I’m guessing it’s because they’re using all the computing power the GPU has to offer in CUDA mode, as opposed to sharing the GPU with other functions (when in RTX).

2 days agosheepscreek

More likely it's because the scene they're using is completely unrepresentative of what people are interested in: almost no triangles, primarily procedural nodes (for spheres), and in general a fairly simple scene.

a day agoatq2119

Yup this is an "assume spherical cow" situation where it's not dishonest, but you can't draw any real world conclusions from the experiment unless you happen to be working in a very restricted space.

a day agocolechristensen

Wouldn't you need to in a real world scenario make the CUDA cores aware of the game geometry adding more work on the CPU?

a day agoChocolateGod

Ideally you don't make the cuda cores aware but rather the ray-tracing circuitry. RT cores are designed to perform ray-triangle intersections in a BVH. You get the teraflops and memory bandwidth (or more of it) if you fit the RT-core computing model.

And in most cases it's ok to spend time on one CPU function (creating and loading the BVH) against the hundred thousands of frames you'll be drawing on GPU.

a day agotouisteur

A whole lot of stuff is going on during gaming and graphics rendering with trick upon trick to squeeze out every last bit of performance. Unless you're an expert in a graphics rendering stack or a game engine it's hard to have these conversations in a meaningful way.

14 hours agocolechristensen

wow, bypassing a rendering backend makes things go faster, what a surprise!

This only runs on nvidia, vulkan is designed to be cross-compatible with not only gpus, but operating systems as well. Vulkan is pretty direct compared to something like dx11 thought so I guess it is interesting to see performance improvement non the less.

a day agokachapopopow

> FMA performance here is a non-issue, I'm not just flexing—I'm showing off my CUDA prowess. But hey, got to demonstrate I know my hardware!
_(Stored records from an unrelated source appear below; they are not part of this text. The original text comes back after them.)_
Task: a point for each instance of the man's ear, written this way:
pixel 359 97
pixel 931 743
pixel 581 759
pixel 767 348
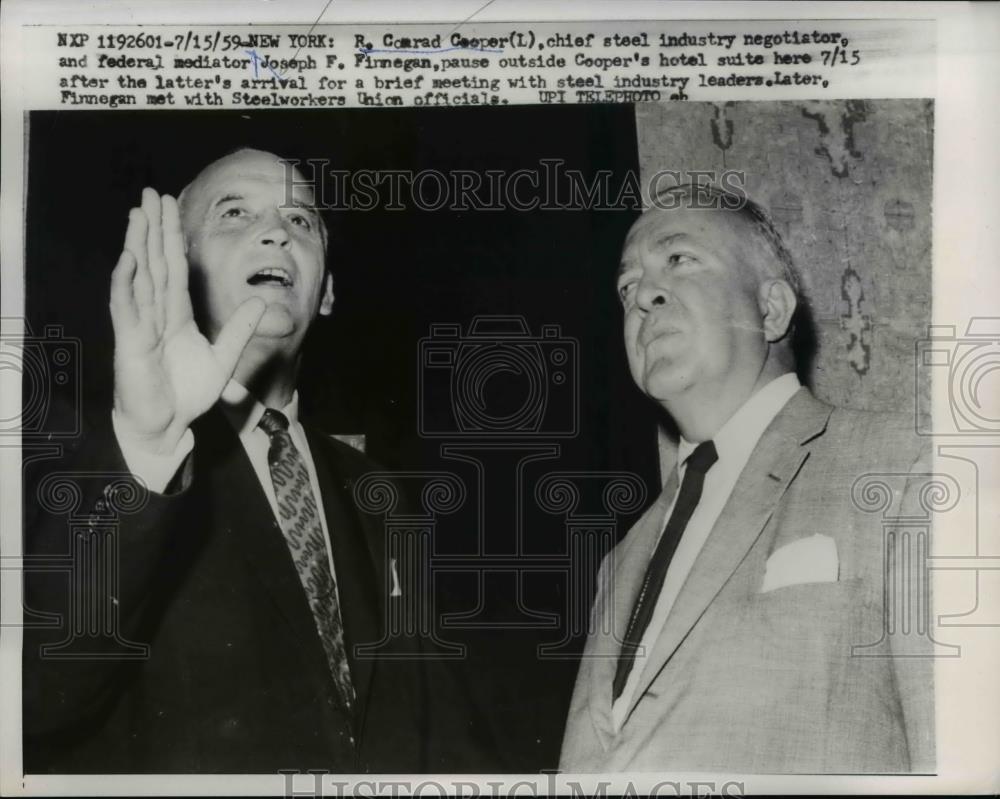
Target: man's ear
pixel 326 303
pixel 777 304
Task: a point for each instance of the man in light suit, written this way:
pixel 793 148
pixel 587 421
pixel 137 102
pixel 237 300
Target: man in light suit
pixel 249 572
pixel 724 629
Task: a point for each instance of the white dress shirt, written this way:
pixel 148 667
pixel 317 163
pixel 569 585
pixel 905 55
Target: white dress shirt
pixel 734 444
pixel 243 412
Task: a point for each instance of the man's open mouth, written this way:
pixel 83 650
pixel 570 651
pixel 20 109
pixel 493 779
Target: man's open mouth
pixel 271 276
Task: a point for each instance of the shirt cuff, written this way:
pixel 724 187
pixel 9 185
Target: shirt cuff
pixel 156 471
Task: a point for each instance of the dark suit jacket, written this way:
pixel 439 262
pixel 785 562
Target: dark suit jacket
pixel 235 680
pixel 800 678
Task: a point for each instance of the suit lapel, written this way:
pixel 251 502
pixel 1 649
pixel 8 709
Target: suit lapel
pixel 774 464
pixel 242 509
pixel 359 568
pixel 623 578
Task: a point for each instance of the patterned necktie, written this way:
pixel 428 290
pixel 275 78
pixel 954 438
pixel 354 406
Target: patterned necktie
pixel 303 532
pixel 698 463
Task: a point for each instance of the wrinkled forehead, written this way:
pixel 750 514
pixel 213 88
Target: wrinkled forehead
pixel 245 171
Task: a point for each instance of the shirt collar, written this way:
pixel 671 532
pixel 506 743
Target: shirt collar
pixel 243 410
pixel 740 434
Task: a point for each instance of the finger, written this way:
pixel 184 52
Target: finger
pixel 154 242
pixel 124 314
pixel 135 236
pixel 178 299
pixel 237 332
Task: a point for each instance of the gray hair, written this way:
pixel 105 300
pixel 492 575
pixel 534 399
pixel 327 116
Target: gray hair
pixel 703 196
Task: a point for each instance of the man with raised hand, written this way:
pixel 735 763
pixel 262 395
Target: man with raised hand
pixel 249 572
pixel 742 624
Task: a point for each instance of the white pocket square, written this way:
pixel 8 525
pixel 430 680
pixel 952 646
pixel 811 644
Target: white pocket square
pixel 809 560
pixel 395 590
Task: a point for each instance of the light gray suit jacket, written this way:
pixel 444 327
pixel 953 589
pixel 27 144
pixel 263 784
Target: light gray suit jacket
pixel 741 680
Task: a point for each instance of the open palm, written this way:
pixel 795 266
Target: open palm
pixel 167 373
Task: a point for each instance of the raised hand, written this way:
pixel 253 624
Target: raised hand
pixel 167 373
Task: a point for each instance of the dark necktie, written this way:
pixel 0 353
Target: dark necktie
pixel 303 532
pixel 698 464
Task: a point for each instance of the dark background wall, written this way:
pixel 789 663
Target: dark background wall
pixel 397 273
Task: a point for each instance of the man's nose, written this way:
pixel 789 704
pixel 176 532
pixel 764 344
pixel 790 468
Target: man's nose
pixel 650 294
pixel 273 232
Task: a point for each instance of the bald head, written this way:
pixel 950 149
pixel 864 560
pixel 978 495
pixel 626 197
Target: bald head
pixel 246 163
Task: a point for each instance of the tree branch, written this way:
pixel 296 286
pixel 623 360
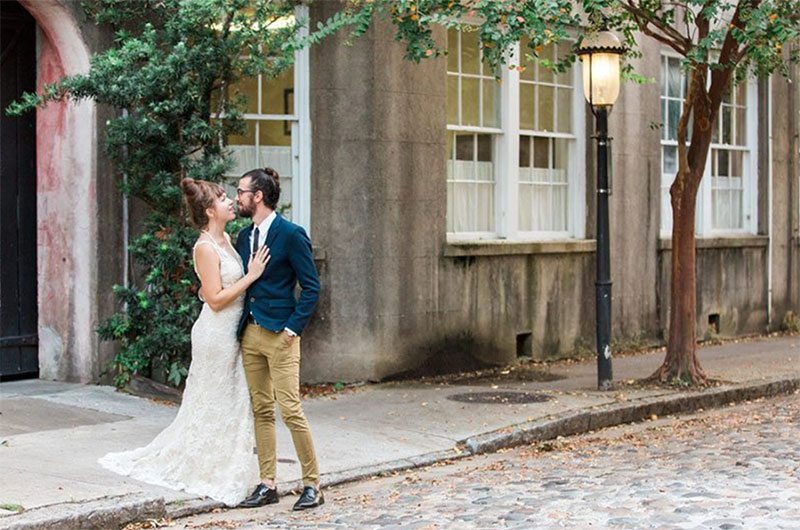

This article is pretty embarrassing, and as others have noted, very misleading due to the RTX units hardly being used.

a day agopixelpoet

> __restrict__ Pointers

Ahh, my favorite nitpick from C++ not having sane default aliasing rules spills to the CUDA-land.

a day agokookamamie

Is hard to have them, when one of the original goals was being mostly copy paste compatible with C89.

10 hours agopjmlp

Yes, though C has restrict in the language now, but C++ does not.

10 hours agokookamamie

Because no one has ever bothered to create a WG21 paper proposal to include it.